Dès avant la publication, le GAFE a lancé un cycle de formation à la construction et l’expression citoyenne, à destination d’une sélection de 84 jeunes de 6 communes (Belladère, Mirebalais, Verrettes, Kenscoff, Cité-Soleil et Carrefour), en sorte qu’ils soient aptes à porter le Pacte. Le lancement a eu lieu en février 2021 en présence notamment d’un représentant de l’UE et deux sessions ont pu être organisées en avril et juillet. Depuis la publication, d’autres sessions de formation ont été réalisées avec des jeunes dans diverses localités d’Haïti. Le climat de crise permanente, l’insécurité galopante et l’incertitude du lendemain n’empêchent pas le travail de fourmi de GAFE et d’Alternatiba, qui aborde des questions vitales pour le pays, mais mises à l’arrière plan par les soubresauts quasi quotidien de l’actualité.

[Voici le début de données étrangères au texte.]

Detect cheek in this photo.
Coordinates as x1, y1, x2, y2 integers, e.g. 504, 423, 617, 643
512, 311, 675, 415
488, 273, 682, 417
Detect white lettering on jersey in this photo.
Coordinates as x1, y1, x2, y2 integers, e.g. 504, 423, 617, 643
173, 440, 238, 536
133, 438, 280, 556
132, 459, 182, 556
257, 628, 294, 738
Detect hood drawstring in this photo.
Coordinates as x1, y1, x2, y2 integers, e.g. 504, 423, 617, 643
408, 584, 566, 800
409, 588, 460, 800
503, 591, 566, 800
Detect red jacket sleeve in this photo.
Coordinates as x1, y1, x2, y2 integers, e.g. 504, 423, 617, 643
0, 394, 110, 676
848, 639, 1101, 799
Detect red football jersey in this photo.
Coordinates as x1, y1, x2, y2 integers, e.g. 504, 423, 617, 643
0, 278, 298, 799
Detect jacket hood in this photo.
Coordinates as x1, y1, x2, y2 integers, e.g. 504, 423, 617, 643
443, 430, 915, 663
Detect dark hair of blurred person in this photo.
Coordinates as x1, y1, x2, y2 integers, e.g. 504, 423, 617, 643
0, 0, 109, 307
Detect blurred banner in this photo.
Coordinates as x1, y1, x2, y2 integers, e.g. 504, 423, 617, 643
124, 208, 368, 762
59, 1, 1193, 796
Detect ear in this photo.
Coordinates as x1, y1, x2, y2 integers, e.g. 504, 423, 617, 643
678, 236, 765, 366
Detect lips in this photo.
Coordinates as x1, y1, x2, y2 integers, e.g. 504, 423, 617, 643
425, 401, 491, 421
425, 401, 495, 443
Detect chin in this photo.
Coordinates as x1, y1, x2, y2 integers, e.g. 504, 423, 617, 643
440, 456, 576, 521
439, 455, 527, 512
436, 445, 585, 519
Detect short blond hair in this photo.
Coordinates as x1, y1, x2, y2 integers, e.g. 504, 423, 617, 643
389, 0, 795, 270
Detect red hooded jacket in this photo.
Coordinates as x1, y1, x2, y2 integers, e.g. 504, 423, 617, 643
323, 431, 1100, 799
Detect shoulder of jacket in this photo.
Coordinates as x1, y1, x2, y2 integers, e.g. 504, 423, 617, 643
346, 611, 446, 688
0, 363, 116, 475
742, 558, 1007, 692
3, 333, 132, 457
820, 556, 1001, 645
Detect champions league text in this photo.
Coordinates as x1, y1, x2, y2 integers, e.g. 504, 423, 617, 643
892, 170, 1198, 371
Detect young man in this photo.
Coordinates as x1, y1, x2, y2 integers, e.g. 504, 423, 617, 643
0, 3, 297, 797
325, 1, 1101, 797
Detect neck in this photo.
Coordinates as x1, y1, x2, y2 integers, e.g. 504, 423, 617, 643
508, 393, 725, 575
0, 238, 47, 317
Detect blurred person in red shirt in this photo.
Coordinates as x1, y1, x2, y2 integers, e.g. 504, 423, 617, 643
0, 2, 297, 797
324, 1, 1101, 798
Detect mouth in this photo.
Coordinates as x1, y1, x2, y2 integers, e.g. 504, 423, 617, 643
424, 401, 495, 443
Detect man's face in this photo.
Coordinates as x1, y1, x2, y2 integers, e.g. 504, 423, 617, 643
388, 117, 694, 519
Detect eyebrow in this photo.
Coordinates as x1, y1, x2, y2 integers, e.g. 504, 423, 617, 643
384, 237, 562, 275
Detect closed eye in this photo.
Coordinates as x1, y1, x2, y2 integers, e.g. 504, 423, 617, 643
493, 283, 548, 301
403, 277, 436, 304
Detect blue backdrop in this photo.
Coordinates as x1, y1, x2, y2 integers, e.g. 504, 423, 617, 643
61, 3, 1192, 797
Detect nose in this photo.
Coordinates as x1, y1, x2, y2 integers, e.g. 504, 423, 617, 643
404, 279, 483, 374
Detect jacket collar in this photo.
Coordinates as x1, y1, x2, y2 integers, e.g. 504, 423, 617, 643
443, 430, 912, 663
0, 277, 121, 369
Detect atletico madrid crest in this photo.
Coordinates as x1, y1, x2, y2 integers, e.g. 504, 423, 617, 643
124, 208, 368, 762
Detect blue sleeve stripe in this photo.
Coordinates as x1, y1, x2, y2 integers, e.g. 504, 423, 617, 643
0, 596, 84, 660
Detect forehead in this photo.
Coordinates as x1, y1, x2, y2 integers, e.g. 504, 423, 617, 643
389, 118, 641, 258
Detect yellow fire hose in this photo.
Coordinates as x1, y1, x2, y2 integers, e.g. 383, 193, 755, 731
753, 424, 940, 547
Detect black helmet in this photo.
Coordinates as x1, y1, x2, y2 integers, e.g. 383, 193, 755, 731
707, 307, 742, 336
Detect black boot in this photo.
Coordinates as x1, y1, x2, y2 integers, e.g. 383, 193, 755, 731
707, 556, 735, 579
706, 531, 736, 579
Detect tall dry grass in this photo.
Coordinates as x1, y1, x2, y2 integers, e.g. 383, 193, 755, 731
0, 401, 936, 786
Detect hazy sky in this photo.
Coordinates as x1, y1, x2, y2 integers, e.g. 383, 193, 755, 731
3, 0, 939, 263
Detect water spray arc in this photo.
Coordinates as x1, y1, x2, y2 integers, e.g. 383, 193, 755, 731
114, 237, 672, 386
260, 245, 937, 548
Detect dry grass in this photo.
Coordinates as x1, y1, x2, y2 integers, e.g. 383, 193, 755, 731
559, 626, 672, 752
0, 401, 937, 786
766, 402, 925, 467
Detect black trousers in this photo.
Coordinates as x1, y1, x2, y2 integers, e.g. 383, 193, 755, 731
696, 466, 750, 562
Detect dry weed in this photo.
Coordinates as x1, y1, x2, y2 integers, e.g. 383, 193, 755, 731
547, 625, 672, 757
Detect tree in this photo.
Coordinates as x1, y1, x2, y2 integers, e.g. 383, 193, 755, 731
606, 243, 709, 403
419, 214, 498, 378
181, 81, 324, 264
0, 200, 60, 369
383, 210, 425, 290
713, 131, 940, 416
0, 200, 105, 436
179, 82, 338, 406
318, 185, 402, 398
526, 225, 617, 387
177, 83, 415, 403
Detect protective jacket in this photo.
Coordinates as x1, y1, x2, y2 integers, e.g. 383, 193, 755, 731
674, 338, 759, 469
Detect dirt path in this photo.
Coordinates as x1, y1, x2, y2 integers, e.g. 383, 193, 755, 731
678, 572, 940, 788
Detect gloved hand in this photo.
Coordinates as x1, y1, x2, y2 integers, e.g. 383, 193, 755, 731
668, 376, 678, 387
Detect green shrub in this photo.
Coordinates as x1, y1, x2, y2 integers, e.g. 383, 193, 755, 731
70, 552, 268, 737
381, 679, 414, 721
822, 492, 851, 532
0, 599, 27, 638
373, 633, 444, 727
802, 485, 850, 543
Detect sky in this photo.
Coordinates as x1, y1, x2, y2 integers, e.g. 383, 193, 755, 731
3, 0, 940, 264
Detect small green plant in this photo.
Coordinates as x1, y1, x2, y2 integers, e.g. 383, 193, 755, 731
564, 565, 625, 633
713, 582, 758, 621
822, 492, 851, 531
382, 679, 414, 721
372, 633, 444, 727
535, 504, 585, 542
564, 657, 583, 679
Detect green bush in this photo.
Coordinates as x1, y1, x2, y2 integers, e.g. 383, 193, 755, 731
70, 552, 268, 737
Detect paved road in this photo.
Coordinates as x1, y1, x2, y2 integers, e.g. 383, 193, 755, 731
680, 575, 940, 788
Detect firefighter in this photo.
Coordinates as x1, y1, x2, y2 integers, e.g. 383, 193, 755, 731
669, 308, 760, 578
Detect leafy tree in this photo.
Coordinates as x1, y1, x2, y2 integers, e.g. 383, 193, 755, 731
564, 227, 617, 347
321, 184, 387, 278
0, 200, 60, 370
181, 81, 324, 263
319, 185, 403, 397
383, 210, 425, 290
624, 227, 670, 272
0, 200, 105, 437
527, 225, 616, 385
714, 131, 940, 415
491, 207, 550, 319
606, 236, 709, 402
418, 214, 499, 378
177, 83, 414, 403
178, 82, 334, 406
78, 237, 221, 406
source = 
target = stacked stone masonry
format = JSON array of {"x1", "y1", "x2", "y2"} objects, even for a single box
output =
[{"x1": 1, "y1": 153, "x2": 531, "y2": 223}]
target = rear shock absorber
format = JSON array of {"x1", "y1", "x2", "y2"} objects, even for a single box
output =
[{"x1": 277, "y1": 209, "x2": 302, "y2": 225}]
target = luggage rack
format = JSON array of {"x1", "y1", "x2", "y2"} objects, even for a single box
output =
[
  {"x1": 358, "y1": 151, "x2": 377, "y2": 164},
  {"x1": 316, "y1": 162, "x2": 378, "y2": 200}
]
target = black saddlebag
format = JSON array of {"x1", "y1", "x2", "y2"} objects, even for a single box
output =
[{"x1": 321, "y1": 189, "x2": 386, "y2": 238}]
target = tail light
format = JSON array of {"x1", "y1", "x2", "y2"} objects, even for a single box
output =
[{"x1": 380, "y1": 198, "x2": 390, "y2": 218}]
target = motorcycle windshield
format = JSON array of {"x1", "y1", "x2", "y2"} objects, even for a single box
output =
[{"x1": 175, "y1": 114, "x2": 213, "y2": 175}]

Ainsi, tout comme la population haïtienne, continue au jour le jour à « chercher la vie », le travail des groupes de base et d’une série d’organisations solidaires se poursuit en dépit des écueils. Le GAFE et le mouvement Alternatiba en sont un exemple. En janvier 2021, David Tilus, directeur exécutif du GAFE, s’exprimait ainsi : « Nous ne voulons plus de maître, ni noir, ni blanc, ni jaune, ni bleu. Nous voulons la paix et la justice pour tous. C’est à nous de construire un Pacte Social, pas de recopier un modèle usé et crasseux. C’est à nous, citoyen-nes lucides, convaincu-es et déterminé-es de changer la donne. »[3]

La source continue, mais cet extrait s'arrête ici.